Agora, tente fazer o mesmo com Avatar. Embora tecnicamente excelente, a obra não possui “ganchos” que se prendam ao imaginário coletivo. 

As pessoas não citam Avatar em conversas cotidianas; elas apenas lembram da experiência visual que tiveram no cinema.

A razão pela qual Avatar arrecadou quase 3 bilhões de dólares não foi sua trama — que pra muita gente (e eu me incluo nessa) é só uma versão de Pocahontas ou Dança com Lobos no espaço, mas sim o fato de ser um “truque de mágica” tecnológico. 

Em 2009, o público não pagou para ver a jornada de Jake Sully; pagou para ver o que o cinema era capaz de fazer com o 3D imersivo. Avatar se tornou um evento obrigatório pra quem queria estar na conversa.

E foi o mesmo com a sequência: todos queriam ver as novidades de Cameron: foram ao cinema, saíram impressionados, indicaram e esqueceram do filme.

No entanto, o espetáculo visual tem prazo de validade. Uma vez que a “mágica” é revelada e se torna comum, o que resta é o roteiro. E, enquanto sequências como O Império Contra-Ataca elevaram o nível da narrativa com reviravoltas que chocaram o mundo, as sequências de Avatar trouxeram mais do mesmo, que já não era grande coisa.

O maior testamento da falta de impacto duradouro de Avatar está na sua única grande contribuição para a indústria: o ressurgimento do 3D. 

Após o sucesso de 2009, Hollywood entrou em uma febre frenética, convertendo todos os filmes para o formato em busca de ingressos mais caros.

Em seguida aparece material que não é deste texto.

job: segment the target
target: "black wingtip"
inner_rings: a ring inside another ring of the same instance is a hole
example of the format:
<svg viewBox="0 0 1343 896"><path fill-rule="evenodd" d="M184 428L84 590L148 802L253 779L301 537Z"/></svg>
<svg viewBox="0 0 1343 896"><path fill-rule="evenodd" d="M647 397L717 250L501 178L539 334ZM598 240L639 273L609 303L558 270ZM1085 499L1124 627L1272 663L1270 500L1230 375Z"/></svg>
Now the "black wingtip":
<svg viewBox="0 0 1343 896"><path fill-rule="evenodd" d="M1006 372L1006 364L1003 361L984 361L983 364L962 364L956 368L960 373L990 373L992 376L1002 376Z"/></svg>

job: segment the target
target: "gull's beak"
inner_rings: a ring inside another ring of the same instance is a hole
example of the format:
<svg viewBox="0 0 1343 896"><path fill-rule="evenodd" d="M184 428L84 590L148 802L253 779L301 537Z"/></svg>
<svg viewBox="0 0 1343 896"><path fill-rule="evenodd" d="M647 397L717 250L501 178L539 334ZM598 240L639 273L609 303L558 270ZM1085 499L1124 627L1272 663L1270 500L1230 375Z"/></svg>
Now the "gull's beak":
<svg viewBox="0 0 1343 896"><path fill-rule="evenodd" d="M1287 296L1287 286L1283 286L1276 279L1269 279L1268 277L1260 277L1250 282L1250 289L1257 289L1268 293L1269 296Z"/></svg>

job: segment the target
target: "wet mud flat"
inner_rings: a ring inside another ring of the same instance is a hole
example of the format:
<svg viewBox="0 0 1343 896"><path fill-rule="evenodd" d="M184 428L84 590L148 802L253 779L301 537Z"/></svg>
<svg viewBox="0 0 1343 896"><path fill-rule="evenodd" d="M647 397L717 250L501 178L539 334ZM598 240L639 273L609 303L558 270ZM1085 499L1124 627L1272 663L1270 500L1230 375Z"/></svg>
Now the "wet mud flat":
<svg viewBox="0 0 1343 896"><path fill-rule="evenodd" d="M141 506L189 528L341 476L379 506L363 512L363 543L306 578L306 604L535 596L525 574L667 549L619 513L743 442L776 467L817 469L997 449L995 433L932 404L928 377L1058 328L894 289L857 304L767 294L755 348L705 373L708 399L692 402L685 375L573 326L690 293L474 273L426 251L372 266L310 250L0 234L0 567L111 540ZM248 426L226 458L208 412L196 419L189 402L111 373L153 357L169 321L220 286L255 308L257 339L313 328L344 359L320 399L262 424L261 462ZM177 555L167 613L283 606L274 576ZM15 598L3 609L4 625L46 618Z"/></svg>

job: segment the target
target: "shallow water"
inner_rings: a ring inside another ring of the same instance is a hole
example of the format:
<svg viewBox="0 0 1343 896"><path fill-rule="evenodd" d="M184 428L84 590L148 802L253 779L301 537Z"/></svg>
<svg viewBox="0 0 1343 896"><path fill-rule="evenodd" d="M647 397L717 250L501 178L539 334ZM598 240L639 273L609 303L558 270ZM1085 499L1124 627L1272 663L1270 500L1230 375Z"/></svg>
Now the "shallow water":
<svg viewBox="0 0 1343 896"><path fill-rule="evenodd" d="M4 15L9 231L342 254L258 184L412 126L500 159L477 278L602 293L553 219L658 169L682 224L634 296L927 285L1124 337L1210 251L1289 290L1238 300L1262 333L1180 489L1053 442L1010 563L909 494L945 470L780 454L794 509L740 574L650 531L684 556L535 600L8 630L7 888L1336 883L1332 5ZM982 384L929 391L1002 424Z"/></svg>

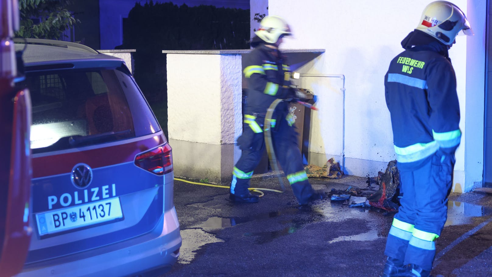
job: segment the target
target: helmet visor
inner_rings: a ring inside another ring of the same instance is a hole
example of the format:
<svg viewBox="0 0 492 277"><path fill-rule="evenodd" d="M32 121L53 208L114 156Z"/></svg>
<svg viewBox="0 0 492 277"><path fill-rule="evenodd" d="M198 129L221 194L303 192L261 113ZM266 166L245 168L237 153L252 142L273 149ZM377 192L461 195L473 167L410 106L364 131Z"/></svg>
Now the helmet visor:
<svg viewBox="0 0 492 277"><path fill-rule="evenodd" d="M463 29L458 33L458 35L474 35L475 33L473 33L473 30L471 30L471 26L470 25L470 22L468 22L468 20L466 19L465 17L464 18L464 23L463 24Z"/></svg>

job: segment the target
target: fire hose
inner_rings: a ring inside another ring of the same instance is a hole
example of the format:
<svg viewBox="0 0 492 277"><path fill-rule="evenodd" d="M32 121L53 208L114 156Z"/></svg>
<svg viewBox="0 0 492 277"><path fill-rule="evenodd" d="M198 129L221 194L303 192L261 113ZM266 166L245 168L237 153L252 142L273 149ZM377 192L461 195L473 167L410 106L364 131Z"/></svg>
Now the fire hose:
<svg viewBox="0 0 492 277"><path fill-rule="evenodd" d="M268 154L268 159L270 161L270 164L272 165L272 166L273 167L274 171L277 172L277 177L278 178L278 180L279 181L279 183L280 184L280 187L282 190L282 192L285 191L285 187L283 184L283 181L282 180L282 177L279 173L280 171L278 169L278 166L277 165L277 157L275 155L275 150L274 149L273 142L272 139L271 127L272 125L272 117L273 115L274 111L275 110L275 108L277 107L277 105L283 101L299 103L311 109L318 110L317 108L309 103L304 102L299 99L292 98L289 98L287 99L276 99L272 103L270 106L268 107L268 109L267 109L267 113L265 116L265 123L264 124L265 145L266 146L267 153Z"/></svg>

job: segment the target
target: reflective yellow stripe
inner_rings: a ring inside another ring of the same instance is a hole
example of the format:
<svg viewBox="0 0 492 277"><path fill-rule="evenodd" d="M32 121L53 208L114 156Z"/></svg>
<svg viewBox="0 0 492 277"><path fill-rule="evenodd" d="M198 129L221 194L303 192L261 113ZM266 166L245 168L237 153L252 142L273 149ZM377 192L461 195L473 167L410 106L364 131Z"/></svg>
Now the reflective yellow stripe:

O problema é que o 3D de Cameron era uma ferramenta artística, enquanto o do resto da indústria tornou-se um acessório barato e mal executado pra ganhar dinheiro, com raras exceções. 

Com o tempo, o público se cansou dos óculos desconfortáveis e das imagens escurecidas. Hoje, o 3D é uma tecnologia que o cinema moderno praticamente abandonou ou relegou ao esquecimento.

No fim das contas, Avatar é um rei que governa um reino vazio. Ele detém a coroa das bilheterias, mas não possui o coração do público. 

É uma obra que prova que você pode comprar a atenção do mundo inteiro por três horas, mas não pode comprar um lugar permanente na alma da cultura popular se não tiver uma história que as pessoas queiram contar e recontar para as próximas gerações.